I recall that read-modify-write instructions are generally to be avoided when optimizing x86 for speed. That is, you should avoid something like add [rsi], 10
, which adds to the memory location stored in rsi
. The recommendation was usually to split it into a read-modify instruction, followed by a store, so something like:
mov rax, 10
add rax, [rsp]
mov [rsp], rax
Alternately, you might use explicit load and stores and a reg-reg add operation:
mov rax, [esp]
add rax, 10
mov [rsp], rax
Is this still reasonable advice (and was it ever?) for modern x86?1
Of course, in cases where a value from memory is used more than once, RMW is inappropriate, since you will incur redundant loads and stores. I'm interested in the case where a value is only used once.

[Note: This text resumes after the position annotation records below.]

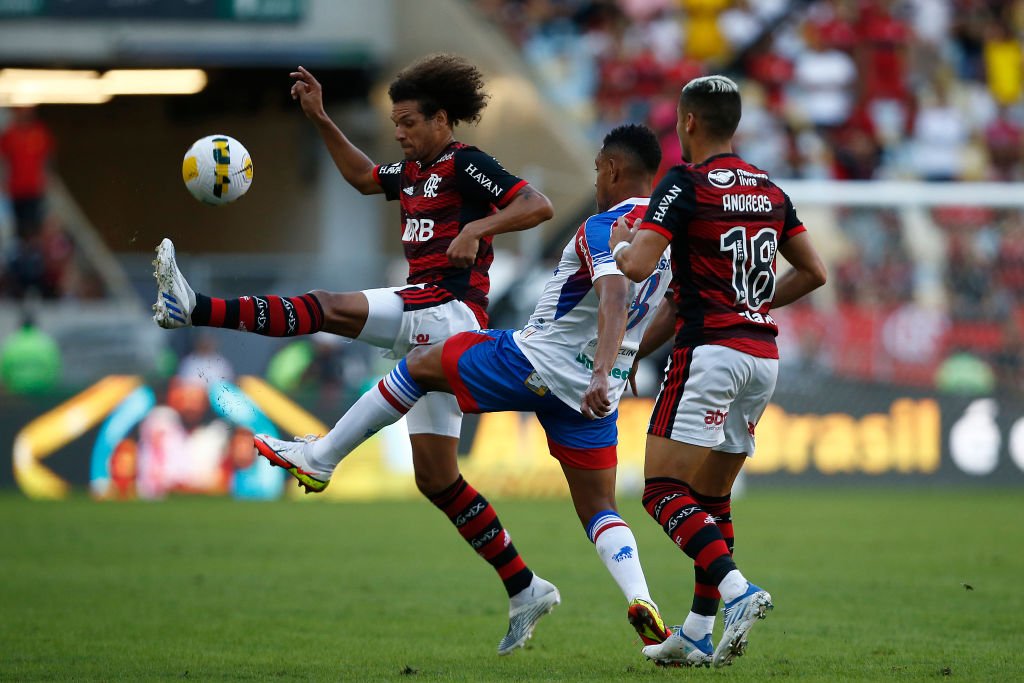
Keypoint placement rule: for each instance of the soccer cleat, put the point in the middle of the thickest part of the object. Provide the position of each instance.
(678, 650)
(647, 622)
(740, 615)
(293, 456)
(175, 299)
(525, 610)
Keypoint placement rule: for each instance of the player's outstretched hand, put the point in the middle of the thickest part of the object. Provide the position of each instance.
(307, 90)
(633, 376)
(595, 399)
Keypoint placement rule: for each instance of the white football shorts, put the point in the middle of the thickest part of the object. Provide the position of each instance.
(396, 331)
(714, 395)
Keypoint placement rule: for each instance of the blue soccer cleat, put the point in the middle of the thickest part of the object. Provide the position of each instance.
(740, 615)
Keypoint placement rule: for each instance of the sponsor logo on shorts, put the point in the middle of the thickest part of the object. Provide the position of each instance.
(715, 419)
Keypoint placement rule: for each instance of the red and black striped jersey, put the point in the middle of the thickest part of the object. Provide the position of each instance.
(437, 200)
(725, 220)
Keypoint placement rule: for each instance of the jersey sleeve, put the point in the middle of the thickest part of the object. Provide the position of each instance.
(592, 246)
(388, 176)
(791, 223)
(671, 205)
(481, 178)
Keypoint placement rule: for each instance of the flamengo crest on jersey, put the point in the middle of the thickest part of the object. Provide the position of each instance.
(437, 199)
(561, 336)
(725, 220)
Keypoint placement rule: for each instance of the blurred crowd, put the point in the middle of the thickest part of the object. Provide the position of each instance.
(927, 90)
(845, 89)
(38, 256)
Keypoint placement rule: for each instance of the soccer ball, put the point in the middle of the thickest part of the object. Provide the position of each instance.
(217, 169)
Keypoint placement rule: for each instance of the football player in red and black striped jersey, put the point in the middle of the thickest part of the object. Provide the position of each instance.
(454, 200)
(725, 221)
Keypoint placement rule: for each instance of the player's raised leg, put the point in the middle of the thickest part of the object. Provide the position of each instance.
(178, 305)
(175, 299)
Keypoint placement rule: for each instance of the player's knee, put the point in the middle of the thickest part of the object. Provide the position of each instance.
(432, 481)
(344, 312)
(424, 364)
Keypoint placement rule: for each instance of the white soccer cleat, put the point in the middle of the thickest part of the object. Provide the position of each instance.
(525, 609)
(678, 650)
(175, 300)
(740, 615)
(294, 457)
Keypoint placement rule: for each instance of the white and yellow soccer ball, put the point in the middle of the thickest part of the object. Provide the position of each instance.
(217, 169)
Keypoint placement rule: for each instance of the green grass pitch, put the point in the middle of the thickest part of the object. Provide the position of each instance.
(868, 585)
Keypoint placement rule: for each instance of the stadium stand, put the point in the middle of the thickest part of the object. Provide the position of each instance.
(838, 90)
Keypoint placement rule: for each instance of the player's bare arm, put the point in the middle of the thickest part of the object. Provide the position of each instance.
(807, 274)
(613, 296)
(645, 249)
(660, 329)
(356, 167)
(527, 208)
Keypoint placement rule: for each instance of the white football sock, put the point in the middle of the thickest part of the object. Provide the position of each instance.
(617, 549)
(697, 626)
(367, 416)
(732, 586)
(378, 408)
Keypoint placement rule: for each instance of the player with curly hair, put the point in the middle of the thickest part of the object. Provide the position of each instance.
(454, 200)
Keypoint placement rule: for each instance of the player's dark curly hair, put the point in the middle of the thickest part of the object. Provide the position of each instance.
(637, 140)
(715, 101)
(441, 82)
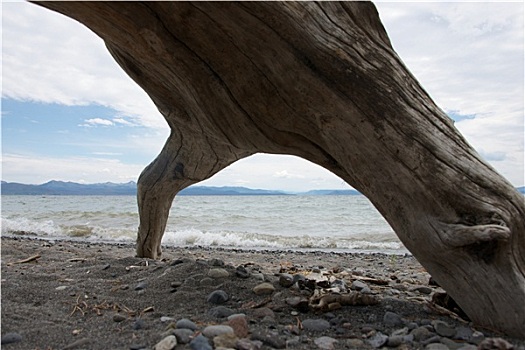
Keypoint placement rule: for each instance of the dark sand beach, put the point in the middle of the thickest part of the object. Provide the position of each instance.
(78, 295)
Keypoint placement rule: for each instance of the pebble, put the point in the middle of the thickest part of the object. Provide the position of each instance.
(316, 324)
(391, 319)
(394, 341)
(220, 312)
(226, 341)
(286, 280)
(10, 338)
(270, 339)
(358, 285)
(264, 288)
(452, 345)
(325, 343)
(141, 285)
(422, 290)
(241, 272)
(119, 318)
(200, 342)
(167, 343)
(139, 324)
(436, 346)
(443, 329)
(246, 344)
(218, 297)
(239, 326)
(186, 324)
(215, 330)
(183, 335)
(218, 273)
(495, 343)
(378, 340)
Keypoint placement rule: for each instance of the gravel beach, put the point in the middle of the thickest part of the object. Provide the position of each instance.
(80, 295)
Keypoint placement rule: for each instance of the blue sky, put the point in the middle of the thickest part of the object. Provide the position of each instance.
(70, 113)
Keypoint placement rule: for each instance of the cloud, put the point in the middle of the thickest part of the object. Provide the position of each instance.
(21, 168)
(50, 58)
(284, 174)
(97, 121)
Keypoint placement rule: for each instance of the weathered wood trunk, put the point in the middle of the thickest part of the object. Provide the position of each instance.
(319, 81)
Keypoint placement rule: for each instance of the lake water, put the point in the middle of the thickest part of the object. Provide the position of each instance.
(333, 223)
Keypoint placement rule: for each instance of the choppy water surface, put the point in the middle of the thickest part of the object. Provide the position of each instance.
(339, 223)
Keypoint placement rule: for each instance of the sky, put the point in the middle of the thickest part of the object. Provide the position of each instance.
(70, 113)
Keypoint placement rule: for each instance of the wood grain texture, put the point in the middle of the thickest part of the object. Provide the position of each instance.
(320, 81)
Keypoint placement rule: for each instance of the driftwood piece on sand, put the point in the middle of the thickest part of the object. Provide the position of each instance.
(320, 81)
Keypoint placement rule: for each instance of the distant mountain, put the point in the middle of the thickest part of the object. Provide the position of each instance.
(331, 193)
(57, 188)
(69, 188)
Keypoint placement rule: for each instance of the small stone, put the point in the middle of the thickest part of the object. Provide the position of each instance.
(141, 285)
(220, 312)
(183, 335)
(378, 340)
(240, 326)
(225, 341)
(463, 333)
(216, 262)
(218, 273)
(325, 343)
(358, 285)
(10, 338)
(215, 330)
(200, 342)
(270, 339)
(286, 280)
(355, 343)
(476, 338)
(241, 272)
(186, 324)
(394, 341)
(468, 347)
(246, 344)
(452, 345)
(218, 297)
(316, 324)
(495, 343)
(421, 333)
(167, 343)
(391, 319)
(118, 318)
(422, 290)
(264, 288)
(139, 324)
(443, 329)
(436, 346)
(263, 312)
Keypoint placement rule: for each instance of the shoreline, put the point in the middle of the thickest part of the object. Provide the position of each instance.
(338, 251)
(87, 295)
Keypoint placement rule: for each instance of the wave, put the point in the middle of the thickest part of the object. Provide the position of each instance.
(375, 242)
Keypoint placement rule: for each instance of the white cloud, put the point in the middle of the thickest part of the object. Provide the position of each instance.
(98, 121)
(50, 58)
(76, 169)
(468, 56)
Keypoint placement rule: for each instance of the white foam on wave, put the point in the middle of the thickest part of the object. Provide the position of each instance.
(194, 237)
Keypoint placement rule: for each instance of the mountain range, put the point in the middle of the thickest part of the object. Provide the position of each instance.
(130, 188)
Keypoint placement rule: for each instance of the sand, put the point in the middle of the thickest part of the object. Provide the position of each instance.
(81, 295)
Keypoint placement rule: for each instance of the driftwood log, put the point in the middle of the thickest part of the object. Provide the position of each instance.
(320, 81)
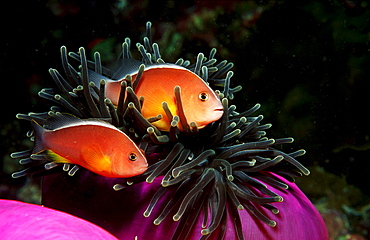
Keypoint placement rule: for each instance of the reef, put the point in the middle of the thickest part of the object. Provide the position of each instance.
(212, 172)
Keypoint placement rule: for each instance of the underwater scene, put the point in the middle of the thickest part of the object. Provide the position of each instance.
(190, 120)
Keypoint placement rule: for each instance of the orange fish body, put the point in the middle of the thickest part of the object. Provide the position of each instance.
(94, 145)
(200, 103)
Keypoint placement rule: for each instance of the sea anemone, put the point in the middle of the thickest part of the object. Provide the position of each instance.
(224, 181)
(29, 221)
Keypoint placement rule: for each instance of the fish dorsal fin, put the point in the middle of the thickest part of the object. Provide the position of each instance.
(126, 66)
(95, 158)
(55, 157)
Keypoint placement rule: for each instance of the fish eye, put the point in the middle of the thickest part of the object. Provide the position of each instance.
(132, 156)
(203, 96)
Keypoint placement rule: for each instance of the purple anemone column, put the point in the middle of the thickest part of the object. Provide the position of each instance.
(20, 220)
(91, 197)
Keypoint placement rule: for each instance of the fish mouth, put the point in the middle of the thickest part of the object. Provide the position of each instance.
(141, 170)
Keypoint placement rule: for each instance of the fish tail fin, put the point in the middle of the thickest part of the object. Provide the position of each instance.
(38, 133)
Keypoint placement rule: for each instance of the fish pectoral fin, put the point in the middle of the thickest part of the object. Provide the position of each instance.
(55, 157)
(94, 157)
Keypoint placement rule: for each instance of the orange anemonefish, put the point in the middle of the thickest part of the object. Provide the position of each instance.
(200, 103)
(93, 144)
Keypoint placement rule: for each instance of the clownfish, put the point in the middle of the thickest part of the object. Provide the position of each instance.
(200, 103)
(93, 144)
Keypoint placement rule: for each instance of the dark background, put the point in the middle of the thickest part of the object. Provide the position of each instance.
(307, 63)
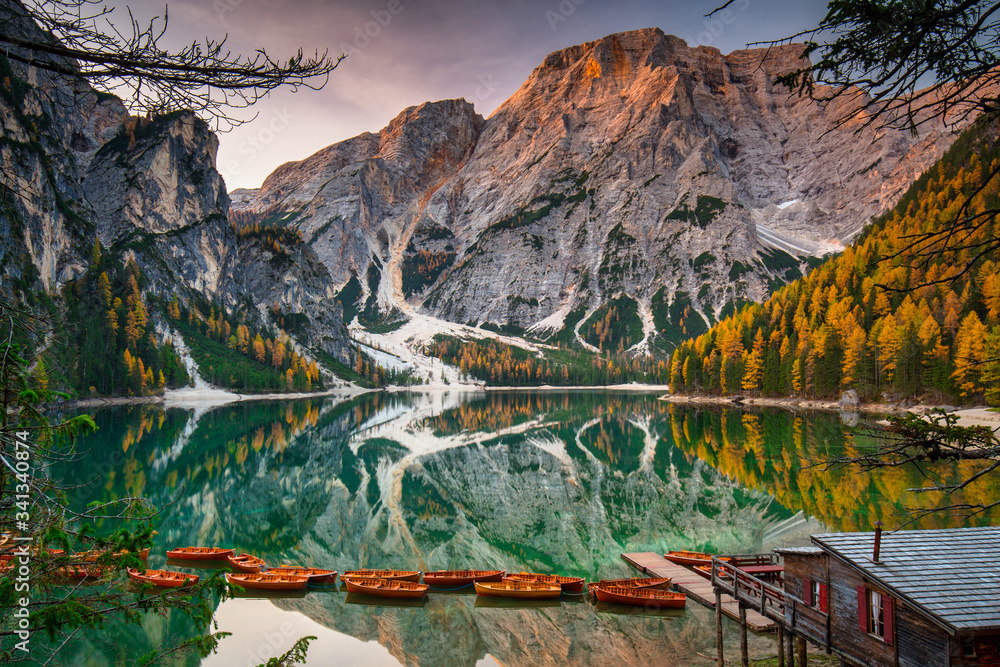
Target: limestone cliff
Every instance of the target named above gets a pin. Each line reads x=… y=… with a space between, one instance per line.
x=635 y=165
x=76 y=167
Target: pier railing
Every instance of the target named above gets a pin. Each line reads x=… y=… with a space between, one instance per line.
x=793 y=614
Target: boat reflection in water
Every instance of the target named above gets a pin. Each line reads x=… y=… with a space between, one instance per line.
x=548 y=482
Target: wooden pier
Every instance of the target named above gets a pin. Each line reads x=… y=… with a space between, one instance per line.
x=696 y=587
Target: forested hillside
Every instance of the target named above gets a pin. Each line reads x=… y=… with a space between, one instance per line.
x=879 y=317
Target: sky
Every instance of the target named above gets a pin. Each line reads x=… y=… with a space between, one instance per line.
x=405 y=52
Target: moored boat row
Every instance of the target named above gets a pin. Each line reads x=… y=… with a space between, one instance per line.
x=251 y=572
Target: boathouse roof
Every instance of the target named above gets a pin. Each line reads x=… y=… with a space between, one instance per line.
x=951 y=575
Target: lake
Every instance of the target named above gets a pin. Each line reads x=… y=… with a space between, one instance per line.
x=547 y=481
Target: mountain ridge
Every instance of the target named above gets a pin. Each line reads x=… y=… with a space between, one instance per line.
x=611 y=170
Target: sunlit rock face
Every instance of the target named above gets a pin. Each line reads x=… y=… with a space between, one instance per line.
x=633 y=164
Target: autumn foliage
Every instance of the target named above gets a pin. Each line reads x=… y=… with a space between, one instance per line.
x=880 y=317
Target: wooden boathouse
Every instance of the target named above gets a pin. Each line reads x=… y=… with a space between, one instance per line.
x=915 y=598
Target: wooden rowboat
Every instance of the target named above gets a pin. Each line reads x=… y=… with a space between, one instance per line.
x=691 y=558
x=81 y=572
x=268 y=582
x=200 y=553
x=163 y=578
x=246 y=563
x=641 y=597
x=635 y=582
x=386 y=588
x=525 y=590
x=458 y=578
x=392 y=575
x=567 y=584
x=314 y=574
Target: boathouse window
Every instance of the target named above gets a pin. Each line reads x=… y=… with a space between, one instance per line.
x=875 y=614
x=815 y=594
x=876 y=618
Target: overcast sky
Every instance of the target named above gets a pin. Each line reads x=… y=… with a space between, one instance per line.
x=405 y=52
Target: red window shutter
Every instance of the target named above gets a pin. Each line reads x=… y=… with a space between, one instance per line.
x=887 y=616
x=862 y=609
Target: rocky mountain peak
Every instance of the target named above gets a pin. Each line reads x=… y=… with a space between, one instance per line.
x=674 y=181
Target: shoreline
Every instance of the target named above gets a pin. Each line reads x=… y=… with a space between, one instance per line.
x=201 y=398
x=970 y=416
x=210 y=397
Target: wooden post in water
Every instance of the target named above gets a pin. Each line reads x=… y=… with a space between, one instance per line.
x=718 y=626
x=744 y=651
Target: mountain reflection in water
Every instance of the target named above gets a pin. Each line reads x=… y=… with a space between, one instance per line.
x=558 y=482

Based on exploration in Godbolt, all of icc, clang and gcc prefer to use a single RMW instruction to compile something like:
void Foo::f() {
x += 10;
}
into:
Foo::f():
add QWORD PTR [rdi], 10
ret
So at least most compilers seem to think RMW is fine, when the value is only used once.
Interestingly enough, the various compilers do not agree when the incremented value is a global, rather than a member, such as:
int global;
void g() {
global += 10;
}
In this case, gcc
and clang
still a single RMW instruction, while icc
prefers a reg-reg add with explicit loads and stores:
g():
mov eax, DWORD PTR global[rip] #5.3
add eax, 10 #5.3
mov DWORD PTR global[rip], eax #5.3
ret
Perhaps it is something to do with RIP
relative addressing and micro-fusion limitations? However, icc13 still does the same thing with -m32
so perhaps it's more to do with the addressing mode requiring a 32-bit displacement.
1I'm using the deliberately vague term modern x86 to basically mean the last few generations of Intel and AMD laptop/desktop/server chips.